On the one hand, you have introductory textbooks which come out with a new edition every year that features slight or even purely cosmetic changes. For classes that use these books, you’re generally pretty safe using an older edition and just making sure that you have the equivalent readings/problem numbers.
On the other hand, you have upper level textbooks that come out with a new edition every decade or so that has substantive changes, often incorporating material that didn’t exist as of the last addition and dropping the parts that aren’t relevant any more. For the classes that go with these books, you are really taking your chances with an old edition, and it’s often worth spending the money to get the right edition so you don’t have to deal with not having it.
Well, yes and no. (Shakespeare prof here.) What you lose with an older edition or an e-text is all the scholarly work that the editors have put in – footnotes, introductions, information about historical context, bibliographies. In some cases, older texts are even missing line numbers, which are absolutely essential for citing quotations. Also, if there’s more than one early printed text – which is the case with at least half of Shakespeare’s plays – there are invariably differences that the editors have to reconcile. For example, here are three different versions of one of the most famous passages from Romeo and Juliet:
I’m pretty flexible about the texts I’m willing to let students use; if someone wants to get the cheap little Folger or Penguin editions rather than the big Norton Shakespeare I’ve ordered for the class, that’s fine. Actually, that can lead to some cool teaching moments when we talk about the choices editors have to make, and why the wording may be slightly different in one edition than in another. But I do tell students they absolutely MUST have a recent edition with detailed notes. Inevitably, one or two students ignore this (usually the theater majors for some reason) and try to get by with Project Gutenberg, or some reprint of a 1900 edition that they found on the bargain rack at Barnes & Noble. It doesn’t go well. (My favorite story involves a student who tried to use a copy of Henry V that had no footnotes, and therefore completely missed the fact that some of the army captains were supposed to be Scottish, Welsh, or Irish. He thought they had speech impediments. And then he was completely flummoxed when he got to the scene that is entirely in French :))
When I went back to school for some classes, I always went one edition back. Surprisingly, beginner’s level anthropology and psychology hadn’t changed much between 2002 and 2007. I was as shocked as I’m sure you all are. But paying $7 for a used textbook through Amazon sure beat paying $130.
One class I skipped the text entirely until one of the last (take home) exams which directly asked about a few questions from a particular chapter. I found a site that sold PDFs of individual textbook chapters and bought the relevant one for something like three bucks. I believe they were legit, they claimed to be legit but, honestly, for $3 vs $130 for a book I only needed once, I don’t care all that much.

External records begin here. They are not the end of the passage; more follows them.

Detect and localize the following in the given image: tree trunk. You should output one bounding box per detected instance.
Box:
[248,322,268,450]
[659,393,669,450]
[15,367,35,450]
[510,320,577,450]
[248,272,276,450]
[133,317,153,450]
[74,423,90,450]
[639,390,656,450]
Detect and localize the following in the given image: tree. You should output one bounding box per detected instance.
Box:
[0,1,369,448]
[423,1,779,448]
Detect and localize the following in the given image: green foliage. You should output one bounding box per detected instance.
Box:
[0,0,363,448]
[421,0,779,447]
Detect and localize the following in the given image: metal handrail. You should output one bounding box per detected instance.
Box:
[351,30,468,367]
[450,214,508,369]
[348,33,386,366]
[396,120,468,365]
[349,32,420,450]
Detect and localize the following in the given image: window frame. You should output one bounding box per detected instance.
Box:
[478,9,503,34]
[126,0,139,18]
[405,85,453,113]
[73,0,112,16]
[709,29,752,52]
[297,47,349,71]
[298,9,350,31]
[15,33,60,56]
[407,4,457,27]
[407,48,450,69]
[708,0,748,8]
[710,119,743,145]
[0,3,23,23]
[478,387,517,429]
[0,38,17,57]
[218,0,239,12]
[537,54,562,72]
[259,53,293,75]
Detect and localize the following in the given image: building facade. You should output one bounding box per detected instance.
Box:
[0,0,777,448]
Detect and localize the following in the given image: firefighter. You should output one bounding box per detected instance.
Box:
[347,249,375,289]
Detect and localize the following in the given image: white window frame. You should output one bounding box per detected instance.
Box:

What would be wrong with freezing the 2012 version of your Shakespeare text and holding off printing a new edition for a decade? Surely the past 400+ years have been ample time to digest the work. If not, I imagine supplementing contemporary material into your curriculum is something you already do, and thus wouldn’t be a burden on your time.

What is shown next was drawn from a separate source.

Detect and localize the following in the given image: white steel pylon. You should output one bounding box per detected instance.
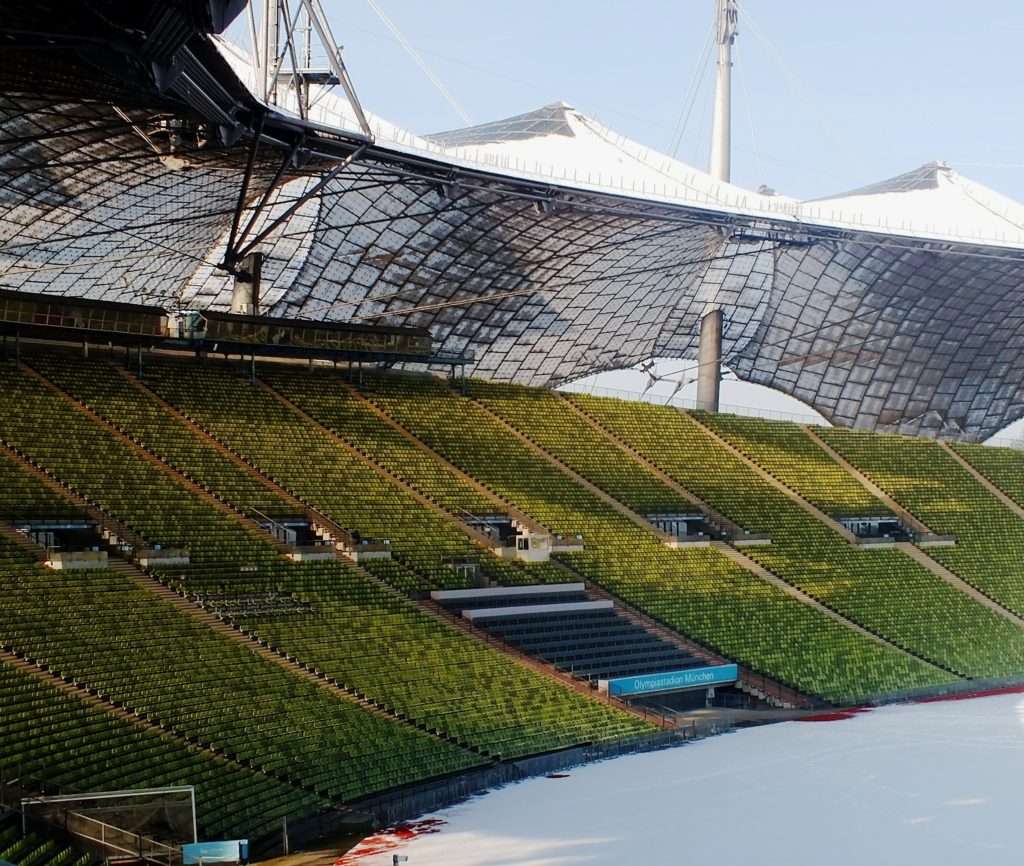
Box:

I’ll admit, I’m not a Shakespeare scholar. Your example, however, is precisely what infuriates me about college textbooks. Publishers annually introduce century old material and expect hundreds of dollars for their effort. It makes education prohibitively expensive for absolutely no reason. Teachers* hate it, students hate it, and universities hate it. The only benefit is to the publisher.

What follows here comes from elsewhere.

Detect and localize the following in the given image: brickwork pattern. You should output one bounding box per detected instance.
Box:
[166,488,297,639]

Edit: * I guess you don’t, so imagine my hyperbole to be modified accordingly.
That’s pretty much what they do; the first edition of the Norton Shakespeare, which is the text I use, dates from 1997, the second edition from 2008. The other widely-used text in my field is the Riverside, which is updated even less frequently: first edition 1974, second edition 1996.
But there actually is new scholarship coming out all the time, even about 400-year-old plays, and some of it makes a difference. For example, there are two early texts of King Lear which are noticeably different from each other; whole passages appear in the 1608 Quarto but not in the 1623 Folio and vice versa. It used to be the standard practice for editors to silently combine these two texts, throwing every passage that appeared in at least one of them into a longer conflated version. Currently, many scholars think that this is a misleading practice – they are two slightly different plays and looking at the changes potentially tells us interesting things about revision. So in the new edition, the Norton editors print them side-by-side so that students can compare the two texts easily. This wasn’t standard practice even a decade ago.
(I’m not blindly defending the textbook companies, by the way; a lot of them do update editions more often than they need to, and it is frustrating for instructors as well as students – especially when the short story or play you’re used to teaching suddenly disappears from the new edition. But I wanted to make the point that there are legitimate reasons for updating texts, even when they deal with material that might not seem to change that much.)